Der Eingang zum Wagenplatz ist mit einem Aufruf an die Stadt versehen, die Anlage für die Bewohner zu erhalten.

Innenstadt – Die Bewohner des Bauwagenplatzes „Wem gehört die Welt?“ an der Krefelder Straße haben eine Petition im Internet initiiert, um Unterstützung bei dem Versuch zu erhalten, auch künftig auf dem Gelände leben zu dürfen, das sie seit mehr als 20 Jahren nutzen. Denn die etwa 35 ständigen Bewohner im Alter zwischen vier und 60 Jahren befürchten, dass die Stadt als Eigentümerin das Gelände bald verkaufen will.

Ihre Petition mit den Unterschriften haben sie darum an Andreas Hupke (Grüne), Bezirksbürgermeister der Innenstadt, und an Oberbürgermeisterin Henriette Reker gerichtet.

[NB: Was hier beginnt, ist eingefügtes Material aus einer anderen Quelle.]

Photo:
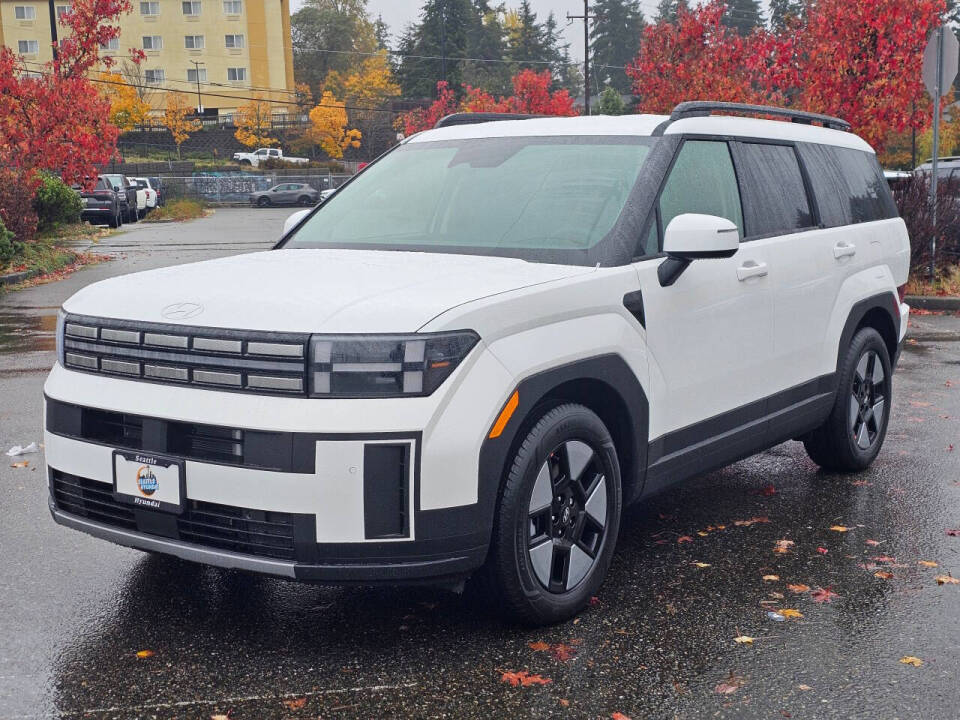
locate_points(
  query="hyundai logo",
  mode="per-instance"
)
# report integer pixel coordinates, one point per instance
(181, 311)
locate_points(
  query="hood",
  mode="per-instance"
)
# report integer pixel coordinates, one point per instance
(322, 291)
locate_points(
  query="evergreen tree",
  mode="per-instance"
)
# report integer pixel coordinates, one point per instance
(743, 15)
(615, 41)
(782, 11)
(667, 10)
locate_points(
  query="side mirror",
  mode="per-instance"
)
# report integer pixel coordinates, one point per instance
(291, 222)
(692, 236)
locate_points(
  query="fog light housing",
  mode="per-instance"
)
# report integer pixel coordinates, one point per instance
(368, 366)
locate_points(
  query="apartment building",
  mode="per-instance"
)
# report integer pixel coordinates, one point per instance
(232, 48)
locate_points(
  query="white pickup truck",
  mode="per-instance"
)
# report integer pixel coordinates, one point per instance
(264, 154)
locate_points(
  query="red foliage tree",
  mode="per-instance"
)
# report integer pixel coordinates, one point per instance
(531, 96)
(51, 116)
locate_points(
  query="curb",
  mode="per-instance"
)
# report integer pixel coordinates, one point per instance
(933, 302)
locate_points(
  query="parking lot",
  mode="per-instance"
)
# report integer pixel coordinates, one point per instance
(92, 630)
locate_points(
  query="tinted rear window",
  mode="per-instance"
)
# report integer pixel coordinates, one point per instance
(848, 185)
(774, 197)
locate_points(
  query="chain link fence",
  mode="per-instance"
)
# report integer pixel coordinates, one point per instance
(235, 188)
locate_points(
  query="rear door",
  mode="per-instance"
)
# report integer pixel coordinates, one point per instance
(709, 334)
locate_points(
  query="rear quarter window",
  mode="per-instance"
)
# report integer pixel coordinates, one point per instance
(848, 185)
(775, 198)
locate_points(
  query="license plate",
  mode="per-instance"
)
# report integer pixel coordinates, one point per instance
(148, 481)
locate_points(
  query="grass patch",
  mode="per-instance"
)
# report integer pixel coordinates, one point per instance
(946, 282)
(177, 210)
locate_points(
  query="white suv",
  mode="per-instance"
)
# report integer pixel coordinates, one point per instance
(477, 352)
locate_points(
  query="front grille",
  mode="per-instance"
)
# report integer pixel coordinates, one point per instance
(237, 360)
(224, 527)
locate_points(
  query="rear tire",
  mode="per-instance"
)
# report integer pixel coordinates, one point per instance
(853, 434)
(557, 519)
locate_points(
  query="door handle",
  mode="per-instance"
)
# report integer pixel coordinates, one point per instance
(751, 269)
(844, 249)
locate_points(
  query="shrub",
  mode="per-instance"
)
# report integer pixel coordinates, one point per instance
(913, 200)
(55, 203)
(16, 205)
(8, 246)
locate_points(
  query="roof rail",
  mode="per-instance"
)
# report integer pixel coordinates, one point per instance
(474, 118)
(702, 108)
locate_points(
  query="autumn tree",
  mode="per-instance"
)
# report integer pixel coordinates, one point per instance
(176, 118)
(127, 109)
(254, 121)
(328, 127)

Mehr als 12.000 Menschen haben den Aufruf bislang unterzeichnet, davon knapp 7000 aus Köln. Damit ist ein Quorum erreicht, und die Wagenplatzbewohner wollen den Rat drängen, erneut über das Thema zu diskutieren.

Alles zum Thema Henriette Reker

Hintergrund des sich anbahnenden Konflikts um das Grundstück ist eine Prognose der Stadt aus dem vergangenen Jahr, die Köln für die nächsten 15 Jahre ein deutlich höheres Bevölkerungswachstum voraussagt als Ende 2014 angenommen.

Mit dem „Stadtentwicklungskonzept Wohnen“ will die Verwaltung dem Bevölkerungszuwachs gerecht werden, ein angemessenes Wohnraumangebot soll bis 2019 entstehen.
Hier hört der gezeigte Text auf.